FEB 12, 2020

How AI and Neuroscience Propel Each Other Forward

WRITTEN BY: Annie Lennon

Traditional notions of artificial intelligence (AI) are outdated. No longer is AI just used to organize lists and make binary decisions from prescriptive rules. Nowadays, the technology is working to mechanically replicate human intelligence. This means it requires a fundamental understanding of how the brain works, something increasingly found in neuroscience. 

In the last decade, insights from neuroscience have had a huge impact on AI. Artificial neural networks were inspired by the neural networks found in the brain. They give computers the ability to distinguish between cats and trees, while giving self-driving cars the ability to spot pedestrians. 

Neuroscience has also begun to benefit from AI. Thanks to recent advances in the field, neuroscientists can now develop and test ideas about how the brain processes information faster and more efficiently than ever before.

But this is only the beginning. While machine learning, the technology behind artificial neural networks, is better than humans at finding patterns in very large data sets, it still can not compete with the human brain in other tasks. 

Unlike humans, AI’s currently require large data sets to identify patterns, as well as a huge amount of energy. Meanwhile, humans only need a tiny amount of data and energy to do the same. 

While a 3 year old child is able to use grammatical rules correctly in their mother tongue from just a few examples, an AI currently needs a huge amount of data for the same result. Why? Although human neural networks have inspired current forms of AI, our incomplete understanding of how human intelligence works means that AI still works very differently from the human brain.

To get to the bottom of this, researchers are now exploring ways to enable neural networks to perform ‘unsupervised learning’- learning that does not require enormous quantities of labeled datasets.

Daniel Yamins, a computational neuroscientist at Stanford University in California, is one such researcher.

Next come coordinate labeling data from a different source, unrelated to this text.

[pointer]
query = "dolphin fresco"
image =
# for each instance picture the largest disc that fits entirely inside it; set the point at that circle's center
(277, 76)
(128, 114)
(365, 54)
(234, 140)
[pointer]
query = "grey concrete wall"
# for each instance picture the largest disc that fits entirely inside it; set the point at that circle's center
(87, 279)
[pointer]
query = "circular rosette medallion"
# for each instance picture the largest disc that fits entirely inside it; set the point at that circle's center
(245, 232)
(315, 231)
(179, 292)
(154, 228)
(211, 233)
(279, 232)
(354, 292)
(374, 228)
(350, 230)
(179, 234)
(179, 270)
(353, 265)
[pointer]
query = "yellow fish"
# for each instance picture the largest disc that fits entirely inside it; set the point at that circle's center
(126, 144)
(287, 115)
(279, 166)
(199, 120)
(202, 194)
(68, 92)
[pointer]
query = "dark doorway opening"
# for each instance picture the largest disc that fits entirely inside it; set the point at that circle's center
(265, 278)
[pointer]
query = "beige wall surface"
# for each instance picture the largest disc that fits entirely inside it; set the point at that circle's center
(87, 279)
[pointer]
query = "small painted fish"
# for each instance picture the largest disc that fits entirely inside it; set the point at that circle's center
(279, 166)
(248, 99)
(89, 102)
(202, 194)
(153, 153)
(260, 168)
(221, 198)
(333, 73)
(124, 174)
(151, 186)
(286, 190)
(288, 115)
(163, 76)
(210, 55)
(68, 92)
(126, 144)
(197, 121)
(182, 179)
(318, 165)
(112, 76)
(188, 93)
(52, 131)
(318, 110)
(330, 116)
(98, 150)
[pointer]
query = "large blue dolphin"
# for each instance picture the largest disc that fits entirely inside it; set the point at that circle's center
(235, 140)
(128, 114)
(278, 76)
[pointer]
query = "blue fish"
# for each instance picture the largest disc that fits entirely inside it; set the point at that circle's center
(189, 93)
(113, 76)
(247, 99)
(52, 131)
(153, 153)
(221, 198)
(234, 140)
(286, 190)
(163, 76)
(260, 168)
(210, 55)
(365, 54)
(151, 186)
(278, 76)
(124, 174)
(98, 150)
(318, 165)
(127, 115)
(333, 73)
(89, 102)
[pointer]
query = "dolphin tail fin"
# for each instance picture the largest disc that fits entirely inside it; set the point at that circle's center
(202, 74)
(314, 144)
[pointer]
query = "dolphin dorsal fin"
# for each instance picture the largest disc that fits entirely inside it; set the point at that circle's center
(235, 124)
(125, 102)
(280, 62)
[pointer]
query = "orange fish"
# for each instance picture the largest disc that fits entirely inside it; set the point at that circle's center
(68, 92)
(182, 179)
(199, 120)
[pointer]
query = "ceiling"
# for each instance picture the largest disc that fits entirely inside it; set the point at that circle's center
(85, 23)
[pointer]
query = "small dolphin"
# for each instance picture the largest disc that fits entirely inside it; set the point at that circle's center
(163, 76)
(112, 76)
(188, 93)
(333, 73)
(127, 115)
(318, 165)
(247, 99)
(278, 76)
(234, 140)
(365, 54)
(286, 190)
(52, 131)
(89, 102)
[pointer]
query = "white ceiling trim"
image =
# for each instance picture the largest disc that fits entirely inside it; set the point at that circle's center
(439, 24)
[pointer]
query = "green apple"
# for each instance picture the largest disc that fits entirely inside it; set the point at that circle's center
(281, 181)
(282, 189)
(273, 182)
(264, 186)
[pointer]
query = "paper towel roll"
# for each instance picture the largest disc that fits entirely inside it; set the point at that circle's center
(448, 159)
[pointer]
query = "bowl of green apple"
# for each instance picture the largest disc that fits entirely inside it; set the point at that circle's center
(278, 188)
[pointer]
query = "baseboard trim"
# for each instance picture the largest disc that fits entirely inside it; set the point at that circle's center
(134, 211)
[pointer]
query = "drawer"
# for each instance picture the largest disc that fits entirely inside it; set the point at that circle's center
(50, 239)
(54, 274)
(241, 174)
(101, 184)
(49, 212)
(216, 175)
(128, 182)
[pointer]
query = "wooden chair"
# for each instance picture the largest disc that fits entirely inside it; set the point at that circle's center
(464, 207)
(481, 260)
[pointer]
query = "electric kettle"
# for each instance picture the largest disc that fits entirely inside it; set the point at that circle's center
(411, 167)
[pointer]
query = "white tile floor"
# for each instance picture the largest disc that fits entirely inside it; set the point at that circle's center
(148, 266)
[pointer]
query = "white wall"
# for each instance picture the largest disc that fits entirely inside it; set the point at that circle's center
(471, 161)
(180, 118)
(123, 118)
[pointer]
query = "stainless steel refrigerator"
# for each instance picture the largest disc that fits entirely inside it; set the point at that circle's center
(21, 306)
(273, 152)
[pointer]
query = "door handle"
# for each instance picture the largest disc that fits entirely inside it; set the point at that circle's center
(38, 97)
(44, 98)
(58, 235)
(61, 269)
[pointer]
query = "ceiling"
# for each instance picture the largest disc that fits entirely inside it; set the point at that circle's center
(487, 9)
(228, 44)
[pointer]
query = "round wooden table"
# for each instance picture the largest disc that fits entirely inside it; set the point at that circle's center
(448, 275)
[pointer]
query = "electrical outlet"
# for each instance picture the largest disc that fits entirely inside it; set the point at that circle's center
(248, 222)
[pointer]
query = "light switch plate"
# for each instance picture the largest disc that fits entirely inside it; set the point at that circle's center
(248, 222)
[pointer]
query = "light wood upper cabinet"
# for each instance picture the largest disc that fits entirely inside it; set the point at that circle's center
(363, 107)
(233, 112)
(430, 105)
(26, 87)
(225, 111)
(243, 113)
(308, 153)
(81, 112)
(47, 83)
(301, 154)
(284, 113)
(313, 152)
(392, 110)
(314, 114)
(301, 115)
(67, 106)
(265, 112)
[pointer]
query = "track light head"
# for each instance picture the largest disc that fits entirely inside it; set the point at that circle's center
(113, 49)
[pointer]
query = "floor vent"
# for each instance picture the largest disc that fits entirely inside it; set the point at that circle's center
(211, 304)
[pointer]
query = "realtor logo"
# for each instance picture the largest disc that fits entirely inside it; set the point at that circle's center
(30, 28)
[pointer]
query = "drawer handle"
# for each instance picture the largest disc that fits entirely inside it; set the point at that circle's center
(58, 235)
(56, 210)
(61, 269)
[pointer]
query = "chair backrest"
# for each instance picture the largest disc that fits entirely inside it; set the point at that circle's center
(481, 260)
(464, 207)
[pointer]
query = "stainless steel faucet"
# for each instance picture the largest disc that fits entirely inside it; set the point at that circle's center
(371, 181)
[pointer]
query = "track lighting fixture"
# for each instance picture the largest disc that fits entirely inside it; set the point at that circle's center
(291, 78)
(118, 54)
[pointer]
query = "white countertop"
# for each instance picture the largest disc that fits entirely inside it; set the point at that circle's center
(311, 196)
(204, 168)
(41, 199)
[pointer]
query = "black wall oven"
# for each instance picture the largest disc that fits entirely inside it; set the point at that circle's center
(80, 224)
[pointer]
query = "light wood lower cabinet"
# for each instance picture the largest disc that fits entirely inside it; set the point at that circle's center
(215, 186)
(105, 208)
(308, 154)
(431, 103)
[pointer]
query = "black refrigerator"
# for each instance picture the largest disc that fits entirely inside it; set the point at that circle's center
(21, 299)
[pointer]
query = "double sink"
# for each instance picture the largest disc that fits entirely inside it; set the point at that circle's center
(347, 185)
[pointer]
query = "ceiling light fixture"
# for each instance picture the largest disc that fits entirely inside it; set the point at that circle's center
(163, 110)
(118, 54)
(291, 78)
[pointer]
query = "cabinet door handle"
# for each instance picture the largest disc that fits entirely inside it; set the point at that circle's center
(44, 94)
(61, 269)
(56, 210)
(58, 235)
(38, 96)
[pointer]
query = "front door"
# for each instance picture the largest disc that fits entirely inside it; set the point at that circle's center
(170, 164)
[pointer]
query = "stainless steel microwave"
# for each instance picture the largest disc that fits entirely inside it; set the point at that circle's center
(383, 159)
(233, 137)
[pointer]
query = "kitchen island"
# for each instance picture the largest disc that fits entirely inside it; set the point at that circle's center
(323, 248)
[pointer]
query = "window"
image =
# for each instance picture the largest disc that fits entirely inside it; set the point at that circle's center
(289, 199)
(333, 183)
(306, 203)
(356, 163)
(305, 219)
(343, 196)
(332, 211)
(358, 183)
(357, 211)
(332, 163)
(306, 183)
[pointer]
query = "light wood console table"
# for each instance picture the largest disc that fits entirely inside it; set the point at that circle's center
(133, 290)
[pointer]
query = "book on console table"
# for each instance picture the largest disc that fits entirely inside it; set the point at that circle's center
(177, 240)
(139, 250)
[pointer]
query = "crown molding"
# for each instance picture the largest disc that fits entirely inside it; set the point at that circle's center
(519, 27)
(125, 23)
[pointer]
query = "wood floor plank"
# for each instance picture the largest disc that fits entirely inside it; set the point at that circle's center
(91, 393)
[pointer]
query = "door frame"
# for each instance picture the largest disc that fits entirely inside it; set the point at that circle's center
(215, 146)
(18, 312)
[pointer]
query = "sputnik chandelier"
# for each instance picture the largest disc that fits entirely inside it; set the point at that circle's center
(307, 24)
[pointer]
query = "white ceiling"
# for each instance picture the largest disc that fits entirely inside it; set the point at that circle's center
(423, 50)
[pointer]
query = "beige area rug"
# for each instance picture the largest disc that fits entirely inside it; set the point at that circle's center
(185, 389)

He is currently devising programs that replicate how babies learn. This means replicating how babies take note of random interactions to create a framework of how the world works. One key component, he says, is to ‘encode curiosity’ into each program to motivate it to explore, and thus create new behaviors. 

Some are taking a different route. Tomaso Poggio, a computational neuroscientist at MIT, says that our genes may in fact be responsible for some of our early learning. A baby for example is able to recognize faces within its first hours of life. Understanding how this mechanism works, he says, may play an integral role in creating human intelligence in machines. 

Both neuroscience and AI share a goal: to understand how the human brain works. Their comradery is thus mutually beneficial. As computer scientists continue to take from neuroscience to develop better models of the human brain, neuroscientists will continue to test them against the real thing. Each iteration will bring new insights to both fields until eventually, we may just be able to create a real ‘human’ intelligence.